SYLLABUS
GS-3: Conservation, Environmental Pollution and Degradation; Science and Technology- Developments and their Applications and Effects in Everyday Life.
Context: A recent study published in Science Advances has suggested that Marine Cloud Brightening (MCB)—a technique involving the spraying of seawater particles into marine clouds—could potentially weaken or prevent the development of a super El Niño, thereby reducing its global climatic impacts.
Key Findings of the Study
• The study found that Marine Cloud Brightening (MCB) over the southeastern Pacific could potentially weaken or prevent a super El Niño by cooling ocean waters and disrupting the ocean-atmosphere feedbacks that drive its growth.
• Simulations of the 1997–98 and 2015–16 El Niño events showed that early and sustained interventions were most effective, with the potential to restore neutral ENSO conditions or even induce La Niña-like cooling.
• Researchers drew insights from the 2019–20 Australian bushfires, where aerosol-induced cloud brightening over the Pacific was followed by an unusual multi-year La Niña phase, indicating the influence of cloud reflectivity on climate patterns.
• The simulations suggest that MCB could reverse several temperature and rainfall anomalies linked to extreme El Niño events, helping reduce droughts, floods, heatwaves, and associated economic losses.
• The findings highlight the potential of targeted geoengineering to manage seasonal climate variability such as ENSO, although the technique remains experimental and untested at scale.
Understanding the Science: El Niño and Marine Cloud Brightening (MCB)
• El Niño
- El Niño is the warm phase of the El Niño–Southern Oscillation (ENSO), characterised by unusually warm sea-surface temperatures in the central and eastern Pacific Ocean.
- It results from interactions between ocean temperatures, trade winds, and atmospheric circulation patterns.
- Strong El Niño events can disrupt global weather systems, causing droughts, floods, heatwaves, weakened monsoons, marine ecosystem stress, and significant socio-economic losses.
- Particularly intense episodes are termed super El Niños.
• Marine Cloud Brightening (MCB)
- Marine Cloud Brightening is a form of Solar Radiation Management (SRM) that seeks to increase the reflectivity (albedo) of low-lying marine stratocumulus clouds by spraying microscopic seawater droplets into the atmosphere.
- The sea-salt particles act as cloud-condensation nuclei, producing brighter and longer-lasting clouds that reflect more incoming sunlight back into space, thereby reducing ocean-surface warming.
- The concept has also been explored as a means to reduce coral bleaching risks in vulnerable ecosystems such as Australia’s Great Barrier Reef, demonstrating its potential applications beyond climate modelling.

Potential Significance of the Study
• Reducing Extreme Weather Risks: If proven effective, MCB could help moderate droughts, floods, heatwaves, and other weather extremes often associated with super El Niño events, thereby reducing humanitarian and economic losses.
• Protecting Marine Ecosystems: By lowering sea-surface temperatures, MCB may help reduce marine heatwaves and coral bleaching events that threaten biodiversity-rich marine ecosystems.

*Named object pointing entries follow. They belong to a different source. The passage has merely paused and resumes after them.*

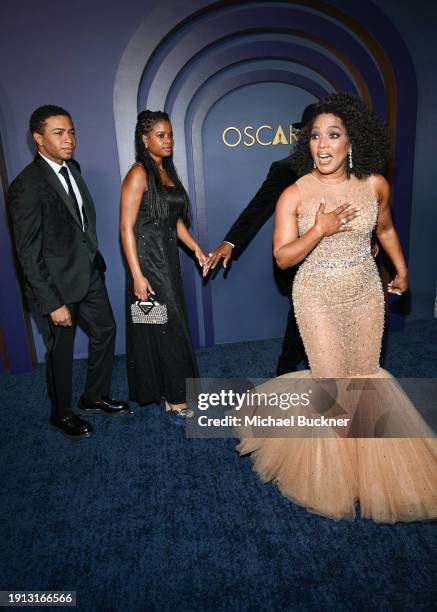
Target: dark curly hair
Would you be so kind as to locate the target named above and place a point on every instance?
(156, 196)
(367, 133)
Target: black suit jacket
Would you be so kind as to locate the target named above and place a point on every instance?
(262, 206)
(56, 255)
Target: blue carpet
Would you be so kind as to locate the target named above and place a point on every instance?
(137, 518)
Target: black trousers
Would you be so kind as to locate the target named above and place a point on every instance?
(293, 351)
(95, 317)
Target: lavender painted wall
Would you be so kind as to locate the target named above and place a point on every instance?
(69, 54)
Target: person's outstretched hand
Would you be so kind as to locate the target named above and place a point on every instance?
(223, 251)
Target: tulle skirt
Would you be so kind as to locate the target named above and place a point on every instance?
(393, 477)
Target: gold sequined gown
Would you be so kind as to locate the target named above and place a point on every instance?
(339, 305)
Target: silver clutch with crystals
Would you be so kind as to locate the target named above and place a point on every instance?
(150, 312)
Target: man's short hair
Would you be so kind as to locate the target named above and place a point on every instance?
(39, 116)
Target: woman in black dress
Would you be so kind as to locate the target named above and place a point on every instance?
(155, 214)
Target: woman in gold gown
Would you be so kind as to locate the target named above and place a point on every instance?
(326, 220)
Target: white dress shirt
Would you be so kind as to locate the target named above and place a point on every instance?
(56, 169)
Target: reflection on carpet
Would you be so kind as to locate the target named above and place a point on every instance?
(139, 518)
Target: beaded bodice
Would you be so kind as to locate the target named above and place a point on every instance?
(342, 247)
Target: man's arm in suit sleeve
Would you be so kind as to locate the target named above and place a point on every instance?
(26, 216)
(260, 208)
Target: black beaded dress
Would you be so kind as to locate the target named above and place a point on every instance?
(160, 357)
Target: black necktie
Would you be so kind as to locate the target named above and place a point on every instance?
(72, 195)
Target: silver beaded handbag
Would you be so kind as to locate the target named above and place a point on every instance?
(150, 312)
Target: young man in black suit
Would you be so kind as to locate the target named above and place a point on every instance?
(245, 228)
(54, 226)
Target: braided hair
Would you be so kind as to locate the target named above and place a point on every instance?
(156, 195)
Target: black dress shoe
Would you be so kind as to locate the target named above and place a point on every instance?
(72, 426)
(104, 405)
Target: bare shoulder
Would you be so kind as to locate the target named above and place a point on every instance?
(381, 186)
(136, 178)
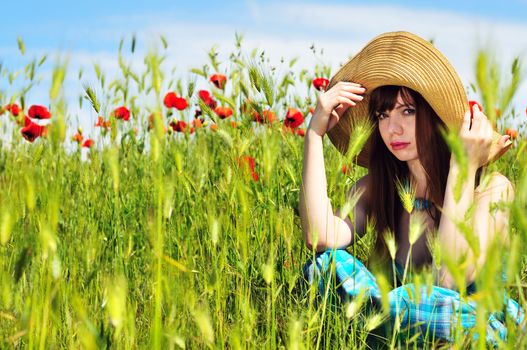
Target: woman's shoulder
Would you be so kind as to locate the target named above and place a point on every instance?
(495, 186)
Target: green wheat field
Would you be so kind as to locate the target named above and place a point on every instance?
(173, 222)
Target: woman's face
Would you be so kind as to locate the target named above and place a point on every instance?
(397, 129)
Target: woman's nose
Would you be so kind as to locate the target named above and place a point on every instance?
(395, 126)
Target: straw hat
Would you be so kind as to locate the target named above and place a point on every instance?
(402, 58)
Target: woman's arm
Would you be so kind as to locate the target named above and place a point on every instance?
(477, 139)
(321, 228)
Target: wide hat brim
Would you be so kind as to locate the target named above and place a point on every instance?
(404, 59)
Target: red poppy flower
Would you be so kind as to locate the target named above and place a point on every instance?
(77, 137)
(169, 99)
(320, 84)
(122, 113)
(88, 143)
(293, 118)
(173, 101)
(268, 116)
(13, 108)
(38, 112)
(219, 80)
(180, 126)
(223, 112)
(197, 123)
(32, 130)
(205, 96)
(512, 133)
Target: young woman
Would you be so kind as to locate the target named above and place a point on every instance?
(410, 92)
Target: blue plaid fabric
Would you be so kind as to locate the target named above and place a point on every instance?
(433, 313)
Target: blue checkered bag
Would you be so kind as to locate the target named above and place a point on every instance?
(434, 312)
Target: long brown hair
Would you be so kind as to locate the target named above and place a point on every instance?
(385, 169)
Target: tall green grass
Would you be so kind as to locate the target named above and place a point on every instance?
(163, 240)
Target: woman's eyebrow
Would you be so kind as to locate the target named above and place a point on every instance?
(398, 105)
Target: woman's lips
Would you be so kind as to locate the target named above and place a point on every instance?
(399, 145)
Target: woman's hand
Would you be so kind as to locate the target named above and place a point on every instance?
(332, 104)
(476, 134)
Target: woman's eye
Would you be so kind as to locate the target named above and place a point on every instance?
(381, 115)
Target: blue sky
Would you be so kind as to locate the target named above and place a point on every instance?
(89, 31)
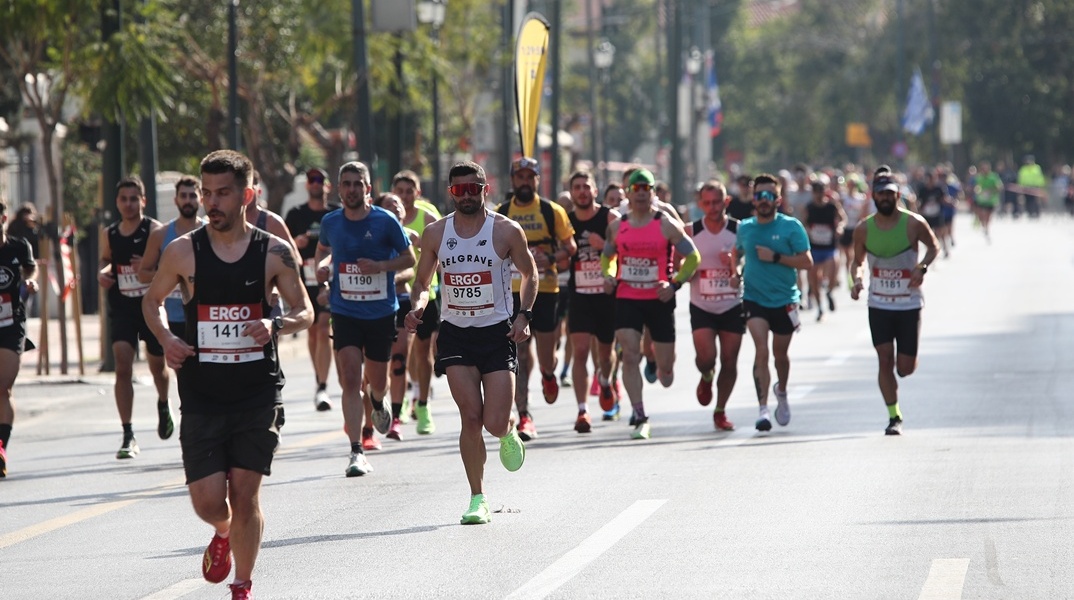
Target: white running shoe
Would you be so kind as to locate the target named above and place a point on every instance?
(782, 408)
(321, 400)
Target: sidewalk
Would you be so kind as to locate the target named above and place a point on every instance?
(289, 348)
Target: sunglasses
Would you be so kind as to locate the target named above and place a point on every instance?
(459, 190)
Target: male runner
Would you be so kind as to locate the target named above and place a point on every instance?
(17, 272)
(227, 364)
(365, 246)
(774, 247)
(592, 312)
(122, 245)
(715, 302)
(890, 237)
(475, 247)
(644, 288)
(304, 223)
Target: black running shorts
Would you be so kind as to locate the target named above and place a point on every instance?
(489, 349)
(242, 440)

• Economic and Food Security Benefits: Since super El Niño events can trigger major agricultural losses, fisheries disruptions, and water stress, moderating their intensity could improve food security and reduce economic losses in climate-vulnerable regions.
• Implications for the Indian Monsoon: Since strong El Niño episodes are frequently linked with weaker monsoon rainfall in India, limiting their intensity could potentially reduce rainfall variability and support agricultural stability.
Concerns and Limitations
• Dependence on Model Simulations: The findings are based primarily on climate models and have not been validated through large-scale field experiments. Actual climatic responses may differ from simulated outcomes.
• Risk of Unintended Climatic Effects: Deliberately altering cloud properties could influence rainfall patterns, atmospheric circulation, or ocean conditions in unforeseen ways, potentially shifting climate risks from one region to another.
• Operational and Technological Challenges: Large-scale deployment would require specialised systems capable of dispersing seawater aerosols over vast oceanic areas, a capability that remains technologically challenging and largely untested.
• Governance and Ethical Challenges: Geoengineering interventions may have transboundary consequences, raising complex questions regarding international regulation, liability, decision-making authority, and equitable distribution of risks and benefits.
• Not a Replacement for Climate Mitigation: MCB may help manage certain climatic impacts, but it does not address the underlying drivers of climate change, particularly rising greenhouse-gas emissions.